RESSA is a Rusty EcmaScript Syntax Analyzer. It is a member of a family of tools that manage javascript source code. These are RESS, a scanner responsible for reading and tokenizing EcmaScript source code, resast, a collection of ECMAScript AST node types, and RESW, an experimental crate for writing javascript code from resast nodes.
Parser usage
Here is how we parse a hello world function:
let js = "function helloWorld() { alert('Hello world'); }";
let mut builder = Builder::new();
let mut parser = builder
.js(js)
.module(false)
.build()
.unwrap();
let ast = parser.parse();
We create a builder, we use it to create a parser, then we call parse
and get the AST.
Parser
is the main component of RESSA. It navigates the code token by token
and builds the AST.
We might as well create it with default settings and avoid the builder using Parser::new()
.
The builder is a fluent interface. It takes parameters that guide the parsing.
is_module
here configures the parser to expect an ES6 module.
When false, the parsing fails if it encounters an import statement.
According to this value also, the result will either be
a Program::Mod
or a Program::Script
variant of the Program
enum.
Parser
implements the Iterator
trait.
If we call parser.next()
many times instead of parser.parse()
,
the parser keeps returning values of ProgramPart
.
parse
indeed calls
Iterator#collect
to collect these parts and use them to create a Program
instance:
pub fn parse(&mut self) -> Res<Program> {
if self.context.is_module {
self.context.strict = true;
}
let body: Res<Vec<ProgramPart>> = self.collect();
Ok(if self.context.is_module {
Program::Mod(body?)
} else {
Program::Script(body?)
})
}
Sub-parsers
Parsing methods return values of Res<T>
, which is an alias for the Result
type:
Res<T> = Result<T, Error>
T
is the node type. Each sub-parser sets its subject.
It is Expr
for parse_expression
, Stmt
for parse_statement
,
Program
for parse
, and so on.
Each token type (like Expr
and Stmt
) is enum defined inside resast.
stmt
for example, is defined as:
pub enum Stmt<'a> {
Expr(Expr<'a>),
Block(BlockStmt<'a>),
Empty,
Debugger,
With(WithStmt<'a>),
Return(Option<Expr<'a>>),
//...
ProgramPart
is:
pub enum ProgramPart<'a> {
/// A Directive like 'use strict';
Dir(Dir<'a>),
/// A variable, function or module declaration
Decl(Decl<'a>),
/// Any other kind of statement
Stmt(Stmt<'a>),
}
Building an ast node follows the next pattern. Here we build a loop node:
// first, we use helpers to parse constituants
let list = self.parse_variable_decl_list(true)?;
let init = some(loopinit::variable(kind, list));
let test = some(self.parse_expression()?);
let update = some(self.parse_expression()?)if;
// here, we parse the body
// we call parse_statement to parse the body.

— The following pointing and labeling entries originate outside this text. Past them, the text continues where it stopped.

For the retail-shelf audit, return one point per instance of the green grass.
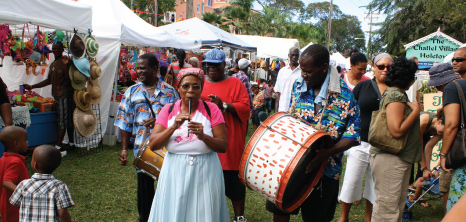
(105, 191)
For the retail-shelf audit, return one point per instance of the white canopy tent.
(210, 35)
(338, 60)
(58, 14)
(112, 23)
(270, 47)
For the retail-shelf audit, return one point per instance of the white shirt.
(286, 78)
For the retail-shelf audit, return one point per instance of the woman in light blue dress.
(191, 185)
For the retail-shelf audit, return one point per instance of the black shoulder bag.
(456, 157)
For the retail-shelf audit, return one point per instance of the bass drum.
(275, 160)
(148, 161)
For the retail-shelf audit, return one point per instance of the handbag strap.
(149, 104)
(376, 88)
(462, 104)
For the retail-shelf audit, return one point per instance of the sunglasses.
(382, 67)
(213, 65)
(194, 87)
(459, 59)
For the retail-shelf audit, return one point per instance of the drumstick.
(189, 109)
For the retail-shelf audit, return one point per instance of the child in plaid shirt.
(12, 169)
(43, 198)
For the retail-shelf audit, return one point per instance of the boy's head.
(15, 139)
(45, 159)
(163, 71)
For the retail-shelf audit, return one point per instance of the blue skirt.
(190, 192)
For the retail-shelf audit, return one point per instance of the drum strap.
(205, 105)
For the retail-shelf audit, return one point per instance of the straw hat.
(77, 46)
(82, 99)
(94, 90)
(85, 122)
(92, 47)
(78, 80)
(83, 65)
(95, 70)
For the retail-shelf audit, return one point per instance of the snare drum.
(148, 161)
(275, 159)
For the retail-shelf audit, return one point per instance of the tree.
(215, 19)
(410, 20)
(346, 29)
(293, 7)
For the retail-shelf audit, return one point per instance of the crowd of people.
(200, 112)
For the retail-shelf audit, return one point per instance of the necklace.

// we consider the body as one block statement.
let body = self.parse_statement(some(stmtctx::for))?;
// then, we instantiate the forstmt struct
ok(forstmt { init, test, update, body: box::new(body) })

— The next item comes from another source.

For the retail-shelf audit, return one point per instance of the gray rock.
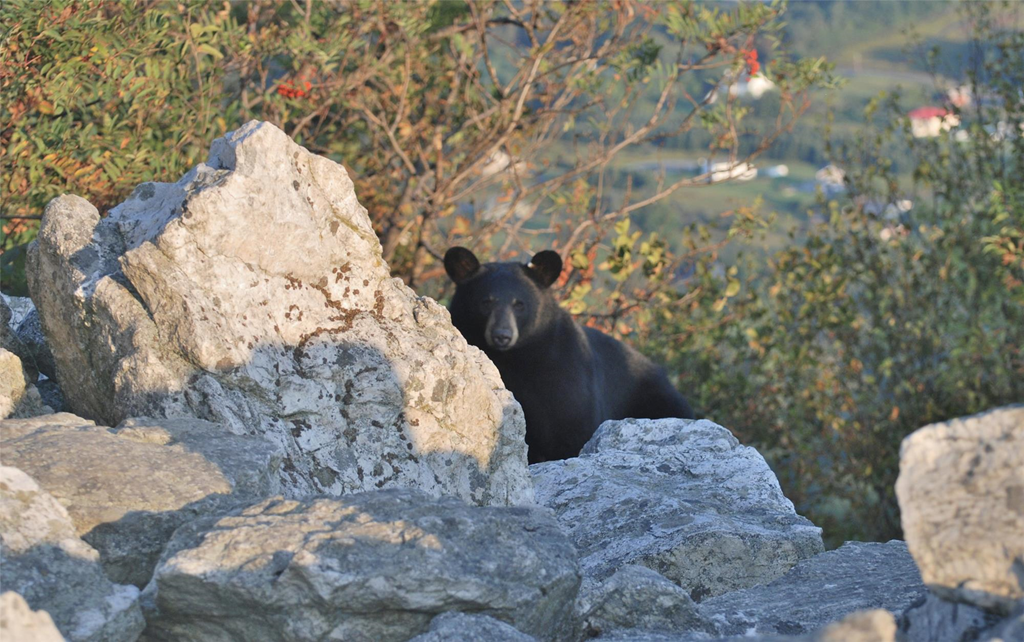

I simplified the code by removing edge cases, error conditions, and debug statements. But, that is how we instantiate structs recursively and build the ast.
Errors
error
module defines parsing errors.
There is an Error
enum with parsing errors as variants.
Error propagation is natural in Rust with the interrogation mark.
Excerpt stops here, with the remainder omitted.